The acute shortage of physicians we face is due not only to government shortsightedness but also to parochialism within the medical profession. For instance, specialists with many years' experience in another province and possessing Royal College certification are not, as a rule, considered fit to practise in Ontario. Are Ontarians more delicate than others or are we more equal than others?
Forty years ago the Malayan Medical Association used excuses such as maintenance of the standard of care to keep people out of practice. My medical degree from Taiwan was a useless piece of paper back in 1959. I was forced to teach high school at a time when the physician-population ratio in my own country was 1 in 10 000. My hometown and its 30 000 people did not have a single practising doctor, yet my wife and I had no opportunity to return to practice because of our foreign qualifications - a plight faced by many foreign medical graduates in Ontario today.
The concern that foreign-trained physicians are inferior is prevalent. To limit foreign medical graduates to a minuscule number of training positions is in itself a form of institutionalized discrimination.
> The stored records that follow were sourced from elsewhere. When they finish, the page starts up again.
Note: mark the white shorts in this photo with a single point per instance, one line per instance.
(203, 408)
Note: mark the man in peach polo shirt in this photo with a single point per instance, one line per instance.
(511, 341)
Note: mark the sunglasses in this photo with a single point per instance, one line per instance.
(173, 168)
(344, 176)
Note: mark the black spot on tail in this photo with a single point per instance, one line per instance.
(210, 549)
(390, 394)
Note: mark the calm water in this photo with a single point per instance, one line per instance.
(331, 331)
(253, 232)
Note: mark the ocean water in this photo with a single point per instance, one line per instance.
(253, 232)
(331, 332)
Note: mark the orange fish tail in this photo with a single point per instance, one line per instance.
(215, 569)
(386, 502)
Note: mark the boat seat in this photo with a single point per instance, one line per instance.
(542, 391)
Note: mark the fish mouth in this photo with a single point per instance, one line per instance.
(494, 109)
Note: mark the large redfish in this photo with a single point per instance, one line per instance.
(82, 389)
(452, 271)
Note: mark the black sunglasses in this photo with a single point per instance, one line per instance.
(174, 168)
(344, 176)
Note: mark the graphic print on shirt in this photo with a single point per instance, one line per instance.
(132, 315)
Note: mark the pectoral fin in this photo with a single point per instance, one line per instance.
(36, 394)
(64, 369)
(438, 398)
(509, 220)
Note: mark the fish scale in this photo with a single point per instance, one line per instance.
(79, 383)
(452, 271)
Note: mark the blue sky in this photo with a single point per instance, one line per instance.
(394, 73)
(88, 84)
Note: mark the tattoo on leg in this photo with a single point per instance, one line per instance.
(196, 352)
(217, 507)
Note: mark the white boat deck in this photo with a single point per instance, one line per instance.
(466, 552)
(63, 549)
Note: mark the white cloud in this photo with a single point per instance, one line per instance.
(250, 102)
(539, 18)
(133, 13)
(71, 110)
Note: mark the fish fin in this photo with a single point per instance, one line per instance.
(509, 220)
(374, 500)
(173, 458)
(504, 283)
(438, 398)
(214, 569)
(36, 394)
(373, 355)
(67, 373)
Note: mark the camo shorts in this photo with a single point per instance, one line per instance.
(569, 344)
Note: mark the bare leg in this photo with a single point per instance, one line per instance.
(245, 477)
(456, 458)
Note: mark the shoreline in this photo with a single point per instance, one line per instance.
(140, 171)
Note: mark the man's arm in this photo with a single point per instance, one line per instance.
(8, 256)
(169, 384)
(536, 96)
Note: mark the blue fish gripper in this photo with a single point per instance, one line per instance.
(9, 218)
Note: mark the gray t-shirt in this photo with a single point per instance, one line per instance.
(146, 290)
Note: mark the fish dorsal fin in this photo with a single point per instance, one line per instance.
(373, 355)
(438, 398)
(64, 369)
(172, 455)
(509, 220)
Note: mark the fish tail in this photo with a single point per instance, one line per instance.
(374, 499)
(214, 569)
I would like to present a cohort's experience to illustrate a point. Seventy-two students entered the premed class at the National Taiwan University in 1952, and eventually 26 of them completed postgraduate training in North America. One graduate became professor and chief of the Department of Microbiology at Uniformed Services University of Health Sciences in Washington, DC, while another is the chair of cardiovascular surgery at McGill University. Two others became professors at George Washington University in Washington, and another is a professor at the University of Missouri. Only 6 of us ended up doing general practice in North America - everyone else is a board-certified specialist.
If we had arrived in Canada today, we would be consigned to a life of servitude washing bottles and dissecting rats in laboratories. I think the experience of this cohort is proof that foreign medical graduates deserve a fair chance to serve the public.